Un problème de santé publique peu médiatisé
La pollution de l’air intérieur, malgré son impact sanitaire considérable (moisissures, produits toxiques issus des peintures, meubles, produits de bricolage, etc.), reste un problème peu traité par les médias et souvent abordé de manière simpliste. Pourquoi ce sujet, qui touche tout le monde, ne s’est-il pas imposé comme une priorité de santé publique ? C’est la question qu’ont explorée Benjamin Ferron et Renault Crespin dans leur étude sociologique, notamment à travers leur article "Un scandale à la recherche de son public : la construction médiatique du problème de la pollution de l’air intérieur en France".
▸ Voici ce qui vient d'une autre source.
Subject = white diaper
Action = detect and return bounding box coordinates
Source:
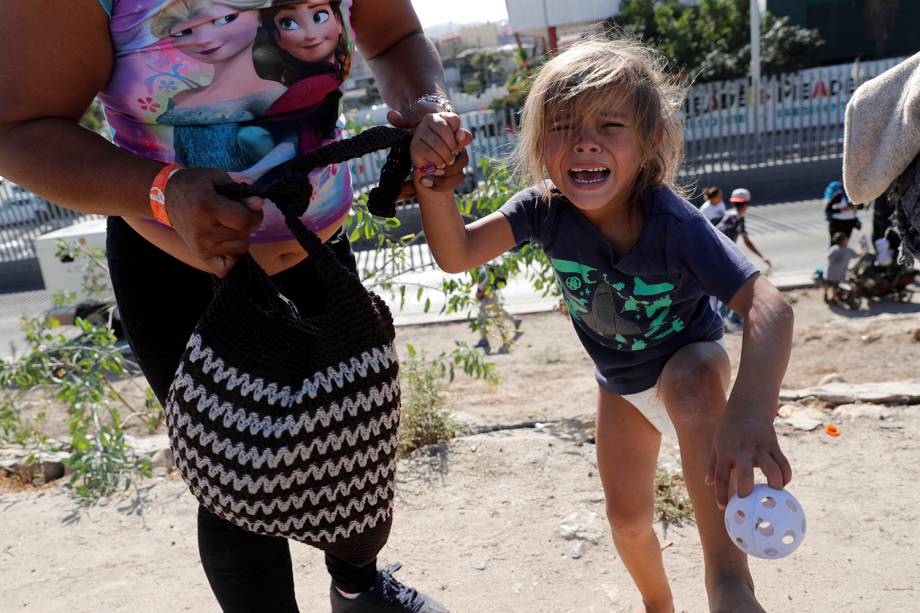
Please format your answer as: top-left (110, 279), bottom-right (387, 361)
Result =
top-left (623, 338), bottom-right (727, 437)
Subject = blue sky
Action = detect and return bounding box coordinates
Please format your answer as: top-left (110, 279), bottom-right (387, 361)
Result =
top-left (412, 0), bottom-right (508, 27)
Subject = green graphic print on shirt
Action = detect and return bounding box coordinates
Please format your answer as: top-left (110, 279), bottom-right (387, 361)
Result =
top-left (551, 258), bottom-right (686, 351)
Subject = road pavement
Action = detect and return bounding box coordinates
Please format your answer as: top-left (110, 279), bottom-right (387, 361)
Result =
top-left (0, 200), bottom-right (848, 356)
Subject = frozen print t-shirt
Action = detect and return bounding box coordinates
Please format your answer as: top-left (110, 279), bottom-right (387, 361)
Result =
top-left (100, 0), bottom-right (353, 242)
top-left (500, 185), bottom-right (757, 394)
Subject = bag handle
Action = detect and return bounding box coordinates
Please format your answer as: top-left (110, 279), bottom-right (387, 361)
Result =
top-left (214, 126), bottom-right (412, 330)
top-left (217, 126), bottom-right (412, 253)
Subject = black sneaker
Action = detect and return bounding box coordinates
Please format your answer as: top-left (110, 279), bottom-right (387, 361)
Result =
top-left (329, 564), bottom-right (448, 613)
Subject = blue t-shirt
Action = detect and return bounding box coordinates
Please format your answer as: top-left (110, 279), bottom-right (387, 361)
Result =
top-left (500, 185), bottom-right (757, 395)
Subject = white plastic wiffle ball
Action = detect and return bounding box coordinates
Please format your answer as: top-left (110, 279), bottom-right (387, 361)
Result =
top-left (725, 484), bottom-right (805, 560)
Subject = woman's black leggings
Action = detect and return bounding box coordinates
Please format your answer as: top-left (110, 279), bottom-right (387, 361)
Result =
top-left (106, 217), bottom-right (376, 613)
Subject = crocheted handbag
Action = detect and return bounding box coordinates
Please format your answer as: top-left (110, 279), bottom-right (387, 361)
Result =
top-left (166, 128), bottom-right (411, 559)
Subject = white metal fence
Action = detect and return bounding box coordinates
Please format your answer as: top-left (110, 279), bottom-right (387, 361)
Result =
top-left (352, 58), bottom-right (905, 189)
top-left (0, 58), bottom-right (904, 274)
top-left (0, 179), bottom-right (99, 263)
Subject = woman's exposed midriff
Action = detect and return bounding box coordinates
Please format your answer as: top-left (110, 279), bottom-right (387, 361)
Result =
top-left (124, 212), bottom-right (348, 276)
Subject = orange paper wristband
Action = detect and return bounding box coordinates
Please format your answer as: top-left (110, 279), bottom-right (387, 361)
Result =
top-left (150, 164), bottom-right (182, 228)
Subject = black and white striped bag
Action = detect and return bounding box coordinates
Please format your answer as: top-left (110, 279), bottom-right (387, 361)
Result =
top-left (166, 126), bottom-right (405, 559)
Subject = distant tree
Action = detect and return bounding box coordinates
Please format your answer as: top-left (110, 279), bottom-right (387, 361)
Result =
top-left (608, 0), bottom-right (824, 81)
top-left (470, 49), bottom-right (502, 90)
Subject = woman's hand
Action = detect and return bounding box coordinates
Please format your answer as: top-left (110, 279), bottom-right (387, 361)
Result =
top-left (166, 168), bottom-right (264, 277)
top-left (387, 100), bottom-right (473, 200)
top-left (410, 113), bottom-right (472, 188)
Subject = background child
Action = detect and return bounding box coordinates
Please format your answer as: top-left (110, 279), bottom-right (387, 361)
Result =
top-left (700, 187), bottom-right (725, 226)
top-left (824, 232), bottom-right (859, 302)
top-left (412, 38), bottom-right (792, 612)
top-left (717, 187), bottom-right (773, 267)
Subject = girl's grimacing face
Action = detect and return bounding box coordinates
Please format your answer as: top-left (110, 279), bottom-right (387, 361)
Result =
top-left (170, 2), bottom-right (261, 64)
top-left (544, 98), bottom-right (642, 212)
top-left (275, 2), bottom-right (342, 62)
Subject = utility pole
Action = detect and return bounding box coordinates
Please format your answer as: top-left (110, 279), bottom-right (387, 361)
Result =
top-left (750, 0), bottom-right (760, 142)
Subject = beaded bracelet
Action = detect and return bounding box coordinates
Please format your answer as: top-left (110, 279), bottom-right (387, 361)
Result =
top-left (409, 94), bottom-right (454, 113)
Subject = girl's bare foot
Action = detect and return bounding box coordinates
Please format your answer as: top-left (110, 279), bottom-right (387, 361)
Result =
top-left (633, 596), bottom-right (675, 613)
top-left (708, 576), bottom-right (766, 613)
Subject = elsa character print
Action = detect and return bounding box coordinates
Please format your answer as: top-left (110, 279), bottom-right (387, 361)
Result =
top-left (151, 0), bottom-right (286, 171)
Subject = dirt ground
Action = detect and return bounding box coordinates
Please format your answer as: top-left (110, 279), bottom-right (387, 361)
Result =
top-left (0, 290), bottom-right (920, 613)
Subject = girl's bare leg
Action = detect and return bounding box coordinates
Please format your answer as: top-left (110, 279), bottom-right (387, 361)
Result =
top-left (658, 343), bottom-right (764, 613)
top-left (596, 388), bottom-right (674, 613)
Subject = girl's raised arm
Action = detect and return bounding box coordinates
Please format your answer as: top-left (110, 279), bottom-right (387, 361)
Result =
top-left (415, 183), bottom-right (516, 273)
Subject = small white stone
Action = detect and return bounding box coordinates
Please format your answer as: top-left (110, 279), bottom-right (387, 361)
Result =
top-left (786, 417), bottom-right (824, 432)
top-left (833, 404), bottom-right (891, 419)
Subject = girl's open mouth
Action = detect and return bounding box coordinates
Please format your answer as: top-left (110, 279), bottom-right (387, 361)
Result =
top-left (569, 166), bottom-right (610, 185)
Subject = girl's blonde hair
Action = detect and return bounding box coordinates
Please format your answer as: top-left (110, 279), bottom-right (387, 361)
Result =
top-left (150, 0), bottom-right (266, 38)
top-left (514, 35), bottom-right (685, 196)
Le poids des constructions médiatiques et politiques
L’analyse révèle que la façon dont le problème est construit dans les médias joue un rôle clé dans sa perception publique. Selon le modèle "Naming, Blaming, Claiming", la dénomination du problème, l’attribution des responsabilités, et les revendications formulées influencent fortement les solutions envisagées. Pour la pollution de l’air intérieur, cette construction met en avant des responsabilités individuelles (ouvrir les fenêtres, éviter certains produits) plutôt que structurelles (réglementation des matériaux ou contrôle des émissions industrielles). Cela rappelle le traitement d’autres enjeux sanitaires, comme le tabac : la charge de la résolution du problème repose sur les individus, diluant ainsi les responsabilités des institutions et des industries.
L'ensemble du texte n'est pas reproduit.